TB‐related hemoptysis can result from bronchiectasis of bronchial artery origin or, more rarely, from Rasmussen aneurysm of pulmonary artery origin. ATT is the main component of treatment; additional treatment options include conservative medical treatment, angiographic embolization, and surgical resection. Surgical resection is reserved for localized disease with refractory bleeding, or in cases refractory to ATT 3.

Diagnosis of NTM infection is based on mycobacteriological findings, as well as radiographic and clinical evidence. Eradication of NTM infection is far more difficult than that of TB. Recurrent infection by different strains of mycobacteria or relapse of the original organism is quite common 3. More intensive evaluation of NTM infection‐related complications, such as Rasmussen aneurysm in the present case, may lead to earlier detection and prevention of poor outcome.

In cases where an aneurysm is detected on CTA but is not observed during subsequent catheter angiography, several explanations are possible. These include partial thrombosis of the feeding vessel causing delayed and weak contrast enhancement in angiography, and rendered enhancement from digital subtraction for reduction of motion artefact. Delayed enhancement of the pseudoaneurysm in the aortic phase may result from partial thrombosis of the feeding vessel, low‐pressure pulmonary arterial flow combined with low‐contrast dose usage, or may be a feature of NTM‐associated Rasmussen aneurysm.

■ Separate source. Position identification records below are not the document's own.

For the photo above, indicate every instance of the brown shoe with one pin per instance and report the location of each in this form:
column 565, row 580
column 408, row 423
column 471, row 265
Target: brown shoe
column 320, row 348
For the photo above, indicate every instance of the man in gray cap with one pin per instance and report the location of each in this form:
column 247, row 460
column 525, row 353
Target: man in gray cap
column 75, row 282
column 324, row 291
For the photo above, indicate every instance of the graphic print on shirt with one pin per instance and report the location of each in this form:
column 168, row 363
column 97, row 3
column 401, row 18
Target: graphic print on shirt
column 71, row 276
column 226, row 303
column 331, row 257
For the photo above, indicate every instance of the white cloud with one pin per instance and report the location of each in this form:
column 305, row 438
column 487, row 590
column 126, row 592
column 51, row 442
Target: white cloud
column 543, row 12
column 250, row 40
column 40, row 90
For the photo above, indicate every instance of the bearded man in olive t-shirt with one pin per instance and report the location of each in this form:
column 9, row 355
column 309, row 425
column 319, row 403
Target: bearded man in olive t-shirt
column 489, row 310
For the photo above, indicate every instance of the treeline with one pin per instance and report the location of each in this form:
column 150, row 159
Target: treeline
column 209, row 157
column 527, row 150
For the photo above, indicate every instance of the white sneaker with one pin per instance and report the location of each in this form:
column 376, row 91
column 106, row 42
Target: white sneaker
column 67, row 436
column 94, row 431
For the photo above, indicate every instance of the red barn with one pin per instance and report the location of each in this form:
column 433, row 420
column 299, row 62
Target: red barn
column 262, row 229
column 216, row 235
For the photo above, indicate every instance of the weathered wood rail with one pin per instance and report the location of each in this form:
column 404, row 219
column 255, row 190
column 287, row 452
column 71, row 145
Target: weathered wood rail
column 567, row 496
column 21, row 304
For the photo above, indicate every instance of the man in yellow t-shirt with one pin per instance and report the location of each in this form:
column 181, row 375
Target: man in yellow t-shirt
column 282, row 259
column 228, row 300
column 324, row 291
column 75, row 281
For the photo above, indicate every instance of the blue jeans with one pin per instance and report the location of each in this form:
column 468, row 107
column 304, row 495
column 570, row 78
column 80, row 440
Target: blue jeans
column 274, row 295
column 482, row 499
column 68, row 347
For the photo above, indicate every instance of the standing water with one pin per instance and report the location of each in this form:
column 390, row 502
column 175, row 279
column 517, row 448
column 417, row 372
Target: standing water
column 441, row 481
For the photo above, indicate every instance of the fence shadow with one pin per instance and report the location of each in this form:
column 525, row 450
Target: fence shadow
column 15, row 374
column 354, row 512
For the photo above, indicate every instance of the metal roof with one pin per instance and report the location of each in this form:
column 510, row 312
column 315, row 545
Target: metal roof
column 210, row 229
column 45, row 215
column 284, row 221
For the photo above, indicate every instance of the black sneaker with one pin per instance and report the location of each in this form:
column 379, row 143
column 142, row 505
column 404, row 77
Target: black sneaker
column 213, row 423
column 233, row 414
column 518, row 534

This is the first reported case of a NTM‐associated Rasmussen aneurysm; it highlights the fact that there should be increased awareness of pseudoaneurysm formation in NTM infection. A pseudoaneurysm may be more evident in the late arterial phase, or even in the aortic phase on CTA imagery. Chest CTA is more sensitive regarding the detection of pseudoaneurysm than catheter angiography.

Disclosure Statements

No conflict of interest declared.

Appropriate written informed consent was obtained for publication of this case report and accompanying images.